TPP交渉参加表明に対する抗議声明

TPP交渉参加表明に対する抗議声明

 2013年3月15日、安倍内閣総理大臣はTPP交渉参加の意向を正式に表明しました。 安倍首相は、国会答弁において「公的医療保険制度はTPP交渉の対象外。国民皆保険を揺るがすことは絶対にない」と述べています。また、自民党の「TPP交渉参加に関する決議」では守り抜く国益として国民皆保険と公的薬価制度であると表明しています。安倍首相は日米共同声明に基づき「聖域なき関税撤廃が前提ではない」と表明しています。

 しかし、日米共同声明におけるTPPの基本的な枠組みは何ら変わっておらず、さらに新しく交渉に参加する国に対し、(1)合意済みの議論は蒸し返さない(2)交渉の進展を遅らせない(3)包括的で高いレベルの貿易自由化を約束する条件が付されました。つまり最終的には交渉の結果として「例外」品目がみとめられるかどうかであり、何ら保証がないということです。このような条件で進められる交渉において本当に日本の公的医療保険制度を守ることができるのかという懸念は一向に払拭されません。
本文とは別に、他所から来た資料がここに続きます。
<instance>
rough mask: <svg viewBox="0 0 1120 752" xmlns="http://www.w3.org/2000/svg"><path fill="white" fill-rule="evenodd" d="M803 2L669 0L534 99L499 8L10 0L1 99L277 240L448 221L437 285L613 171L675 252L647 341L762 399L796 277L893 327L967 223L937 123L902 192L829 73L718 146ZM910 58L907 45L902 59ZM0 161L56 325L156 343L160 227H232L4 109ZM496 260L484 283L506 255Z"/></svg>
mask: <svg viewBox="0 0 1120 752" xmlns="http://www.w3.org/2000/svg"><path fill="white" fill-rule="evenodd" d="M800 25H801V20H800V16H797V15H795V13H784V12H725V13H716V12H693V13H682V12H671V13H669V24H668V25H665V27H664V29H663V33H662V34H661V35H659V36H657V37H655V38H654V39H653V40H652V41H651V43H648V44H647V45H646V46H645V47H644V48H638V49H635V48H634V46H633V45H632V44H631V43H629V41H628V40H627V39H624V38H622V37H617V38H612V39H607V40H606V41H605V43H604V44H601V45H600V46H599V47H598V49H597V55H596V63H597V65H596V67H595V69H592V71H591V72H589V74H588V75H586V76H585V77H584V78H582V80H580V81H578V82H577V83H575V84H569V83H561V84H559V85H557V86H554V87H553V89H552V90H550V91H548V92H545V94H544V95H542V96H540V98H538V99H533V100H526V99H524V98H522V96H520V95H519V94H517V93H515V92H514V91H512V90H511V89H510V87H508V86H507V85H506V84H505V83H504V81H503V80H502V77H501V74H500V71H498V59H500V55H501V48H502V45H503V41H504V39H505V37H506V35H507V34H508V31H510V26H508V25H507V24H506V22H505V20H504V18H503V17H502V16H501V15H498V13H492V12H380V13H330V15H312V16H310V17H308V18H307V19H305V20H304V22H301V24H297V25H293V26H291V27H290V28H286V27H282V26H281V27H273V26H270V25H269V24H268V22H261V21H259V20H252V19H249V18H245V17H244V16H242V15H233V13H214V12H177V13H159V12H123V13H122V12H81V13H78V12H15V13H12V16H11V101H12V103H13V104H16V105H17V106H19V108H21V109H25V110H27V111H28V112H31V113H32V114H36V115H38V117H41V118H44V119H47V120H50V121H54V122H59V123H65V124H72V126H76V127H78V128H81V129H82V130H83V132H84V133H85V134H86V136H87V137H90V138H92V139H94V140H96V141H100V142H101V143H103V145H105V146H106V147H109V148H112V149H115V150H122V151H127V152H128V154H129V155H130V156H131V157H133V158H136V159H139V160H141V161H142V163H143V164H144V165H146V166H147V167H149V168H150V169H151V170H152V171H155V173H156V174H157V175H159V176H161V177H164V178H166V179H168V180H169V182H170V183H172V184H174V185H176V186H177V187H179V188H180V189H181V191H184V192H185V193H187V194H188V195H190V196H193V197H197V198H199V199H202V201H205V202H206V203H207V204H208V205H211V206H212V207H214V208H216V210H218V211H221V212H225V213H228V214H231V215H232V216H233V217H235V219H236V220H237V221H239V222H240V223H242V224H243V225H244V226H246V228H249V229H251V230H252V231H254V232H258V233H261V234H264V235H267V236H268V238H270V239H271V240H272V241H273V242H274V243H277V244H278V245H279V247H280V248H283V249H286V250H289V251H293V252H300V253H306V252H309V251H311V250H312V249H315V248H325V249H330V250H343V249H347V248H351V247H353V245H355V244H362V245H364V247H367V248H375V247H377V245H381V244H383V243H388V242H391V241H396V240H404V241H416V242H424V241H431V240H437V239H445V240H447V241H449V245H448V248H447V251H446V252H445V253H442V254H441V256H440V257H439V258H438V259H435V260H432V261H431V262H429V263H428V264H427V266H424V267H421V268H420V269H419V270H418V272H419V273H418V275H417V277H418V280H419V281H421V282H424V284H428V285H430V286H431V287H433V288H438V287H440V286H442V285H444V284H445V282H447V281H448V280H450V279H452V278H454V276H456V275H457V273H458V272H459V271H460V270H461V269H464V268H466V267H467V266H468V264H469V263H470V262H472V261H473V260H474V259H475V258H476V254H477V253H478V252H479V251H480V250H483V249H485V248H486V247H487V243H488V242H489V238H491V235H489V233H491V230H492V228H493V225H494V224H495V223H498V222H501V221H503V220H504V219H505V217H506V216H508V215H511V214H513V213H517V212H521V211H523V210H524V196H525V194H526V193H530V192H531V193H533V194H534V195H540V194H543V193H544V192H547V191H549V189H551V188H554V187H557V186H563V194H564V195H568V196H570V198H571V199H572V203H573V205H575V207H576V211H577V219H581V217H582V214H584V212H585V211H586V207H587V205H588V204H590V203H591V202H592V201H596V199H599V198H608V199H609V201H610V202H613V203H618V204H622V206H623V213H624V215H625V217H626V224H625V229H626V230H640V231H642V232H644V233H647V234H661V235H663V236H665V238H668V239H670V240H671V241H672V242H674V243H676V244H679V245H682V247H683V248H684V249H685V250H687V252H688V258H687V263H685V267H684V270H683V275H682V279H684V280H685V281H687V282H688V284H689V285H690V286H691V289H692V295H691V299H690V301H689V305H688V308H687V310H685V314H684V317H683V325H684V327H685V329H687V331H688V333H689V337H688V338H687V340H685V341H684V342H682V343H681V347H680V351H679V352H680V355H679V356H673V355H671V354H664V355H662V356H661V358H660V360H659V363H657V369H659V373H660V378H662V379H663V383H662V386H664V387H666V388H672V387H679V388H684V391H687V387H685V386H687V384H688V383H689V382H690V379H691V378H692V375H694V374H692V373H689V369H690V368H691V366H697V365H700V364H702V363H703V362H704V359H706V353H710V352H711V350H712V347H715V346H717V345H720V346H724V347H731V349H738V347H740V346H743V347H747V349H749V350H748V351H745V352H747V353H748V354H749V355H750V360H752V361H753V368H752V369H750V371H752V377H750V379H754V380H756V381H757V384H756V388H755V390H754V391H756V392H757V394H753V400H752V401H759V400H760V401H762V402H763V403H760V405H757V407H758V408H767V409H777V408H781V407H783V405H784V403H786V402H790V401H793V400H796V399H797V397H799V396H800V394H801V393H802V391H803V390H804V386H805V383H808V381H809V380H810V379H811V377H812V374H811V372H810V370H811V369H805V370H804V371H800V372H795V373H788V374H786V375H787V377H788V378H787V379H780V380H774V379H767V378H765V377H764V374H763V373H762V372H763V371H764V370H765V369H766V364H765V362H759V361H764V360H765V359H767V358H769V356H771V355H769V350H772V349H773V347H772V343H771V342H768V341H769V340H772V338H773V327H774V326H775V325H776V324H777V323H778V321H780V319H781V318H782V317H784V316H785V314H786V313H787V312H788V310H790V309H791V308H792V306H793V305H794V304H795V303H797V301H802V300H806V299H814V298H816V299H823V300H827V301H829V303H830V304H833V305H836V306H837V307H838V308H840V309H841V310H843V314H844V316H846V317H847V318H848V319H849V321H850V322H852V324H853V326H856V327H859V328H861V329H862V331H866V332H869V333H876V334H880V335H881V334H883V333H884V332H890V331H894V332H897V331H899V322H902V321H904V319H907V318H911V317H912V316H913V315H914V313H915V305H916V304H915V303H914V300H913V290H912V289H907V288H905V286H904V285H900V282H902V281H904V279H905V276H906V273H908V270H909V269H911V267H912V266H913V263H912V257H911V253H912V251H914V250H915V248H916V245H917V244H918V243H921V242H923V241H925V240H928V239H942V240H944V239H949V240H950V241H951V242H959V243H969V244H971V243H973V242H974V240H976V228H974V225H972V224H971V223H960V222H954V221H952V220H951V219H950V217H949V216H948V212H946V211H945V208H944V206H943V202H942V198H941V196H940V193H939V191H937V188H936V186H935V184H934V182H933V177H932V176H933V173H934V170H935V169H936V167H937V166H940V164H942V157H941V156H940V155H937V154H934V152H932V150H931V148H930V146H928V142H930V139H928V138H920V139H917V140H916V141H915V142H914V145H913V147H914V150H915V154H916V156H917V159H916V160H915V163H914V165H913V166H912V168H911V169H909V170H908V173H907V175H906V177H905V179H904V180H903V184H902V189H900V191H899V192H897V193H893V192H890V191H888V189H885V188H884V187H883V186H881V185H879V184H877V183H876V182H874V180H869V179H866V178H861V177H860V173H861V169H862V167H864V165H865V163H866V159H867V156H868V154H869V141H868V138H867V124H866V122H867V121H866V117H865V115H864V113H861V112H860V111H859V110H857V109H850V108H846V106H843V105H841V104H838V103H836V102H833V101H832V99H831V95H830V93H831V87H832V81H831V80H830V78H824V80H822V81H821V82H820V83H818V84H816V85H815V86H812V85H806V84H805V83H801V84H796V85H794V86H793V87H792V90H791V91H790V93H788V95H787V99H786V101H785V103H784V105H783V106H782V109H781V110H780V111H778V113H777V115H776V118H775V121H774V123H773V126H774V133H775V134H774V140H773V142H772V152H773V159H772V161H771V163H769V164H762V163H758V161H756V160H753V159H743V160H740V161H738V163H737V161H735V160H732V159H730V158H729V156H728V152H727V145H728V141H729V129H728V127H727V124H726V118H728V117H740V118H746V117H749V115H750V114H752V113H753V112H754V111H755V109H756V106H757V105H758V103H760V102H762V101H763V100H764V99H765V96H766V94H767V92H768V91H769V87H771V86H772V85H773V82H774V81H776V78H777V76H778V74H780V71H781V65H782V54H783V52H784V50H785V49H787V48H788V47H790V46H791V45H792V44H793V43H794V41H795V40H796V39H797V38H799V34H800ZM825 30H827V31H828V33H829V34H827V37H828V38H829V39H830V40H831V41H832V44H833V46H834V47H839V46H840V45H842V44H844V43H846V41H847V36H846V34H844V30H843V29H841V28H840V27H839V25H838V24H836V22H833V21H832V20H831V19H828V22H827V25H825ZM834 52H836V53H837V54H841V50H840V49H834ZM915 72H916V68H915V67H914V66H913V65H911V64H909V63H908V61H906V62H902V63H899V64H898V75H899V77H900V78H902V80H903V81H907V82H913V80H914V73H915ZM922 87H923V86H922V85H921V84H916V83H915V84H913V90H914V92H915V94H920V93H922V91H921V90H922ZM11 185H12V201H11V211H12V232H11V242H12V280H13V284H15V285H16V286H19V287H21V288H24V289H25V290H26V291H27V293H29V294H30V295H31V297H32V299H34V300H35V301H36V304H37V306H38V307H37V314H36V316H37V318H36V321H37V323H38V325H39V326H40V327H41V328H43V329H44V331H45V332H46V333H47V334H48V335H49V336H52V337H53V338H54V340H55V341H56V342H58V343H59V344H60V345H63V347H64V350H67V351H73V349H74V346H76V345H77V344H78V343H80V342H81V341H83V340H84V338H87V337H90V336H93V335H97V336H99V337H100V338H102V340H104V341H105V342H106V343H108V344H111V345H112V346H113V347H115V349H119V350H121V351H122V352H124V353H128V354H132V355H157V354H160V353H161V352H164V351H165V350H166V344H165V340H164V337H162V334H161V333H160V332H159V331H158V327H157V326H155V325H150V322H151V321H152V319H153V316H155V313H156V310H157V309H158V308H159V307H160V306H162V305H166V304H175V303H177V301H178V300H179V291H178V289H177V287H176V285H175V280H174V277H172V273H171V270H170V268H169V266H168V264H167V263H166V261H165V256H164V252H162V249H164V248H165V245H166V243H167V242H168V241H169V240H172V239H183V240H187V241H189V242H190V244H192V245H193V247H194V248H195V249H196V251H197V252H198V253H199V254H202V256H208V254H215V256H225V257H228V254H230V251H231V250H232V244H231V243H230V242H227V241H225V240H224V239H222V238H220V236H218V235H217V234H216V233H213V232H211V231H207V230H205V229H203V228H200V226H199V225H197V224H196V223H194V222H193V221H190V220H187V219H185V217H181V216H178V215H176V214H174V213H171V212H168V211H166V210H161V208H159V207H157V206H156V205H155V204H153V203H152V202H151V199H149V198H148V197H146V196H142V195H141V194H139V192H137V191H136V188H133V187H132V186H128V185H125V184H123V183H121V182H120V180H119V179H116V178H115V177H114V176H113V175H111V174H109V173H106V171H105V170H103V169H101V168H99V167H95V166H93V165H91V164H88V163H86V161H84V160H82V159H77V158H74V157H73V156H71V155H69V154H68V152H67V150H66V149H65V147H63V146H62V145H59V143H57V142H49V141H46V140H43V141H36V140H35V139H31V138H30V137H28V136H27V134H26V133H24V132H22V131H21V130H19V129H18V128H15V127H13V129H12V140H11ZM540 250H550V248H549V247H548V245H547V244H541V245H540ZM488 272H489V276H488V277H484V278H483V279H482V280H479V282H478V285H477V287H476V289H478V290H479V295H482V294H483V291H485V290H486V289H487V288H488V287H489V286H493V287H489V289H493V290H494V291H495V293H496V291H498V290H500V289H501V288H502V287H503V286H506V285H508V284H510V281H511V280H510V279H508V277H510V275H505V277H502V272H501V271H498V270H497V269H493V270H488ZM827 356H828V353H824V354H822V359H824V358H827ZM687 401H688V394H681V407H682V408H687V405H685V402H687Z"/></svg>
 TPPは医療の問題だけでなく、農業、食の安全・安心、保険など、国民生活に直結し、国家の主権を揺るがしかねない重大な問題を含んでいるにも関わらず、すべてを交渉の結果にゆだねることは、極めて危険です。また、ISD条項についてもなんら触れられておらず、日本の公的医療保険制度が参入障壁であるなど外国から提訴される危険性はまったく払拭されておりません。

 TPPは国のかたちを一変させる重大な交渉です。さまざまな疑問や不安が国民の間に残されたまま参加表明に踏み切ったことは納得できません。 私たちは、全国の医療福祉生協の組合員と、世界に誇る国民皆保険を守るために強い怒りをもってTPP交渉参加に抗議するとともに引き続き撤回にむけて、国民各層との幅広い連携のもと、いのちとくらしを守るための運動を広める決意です。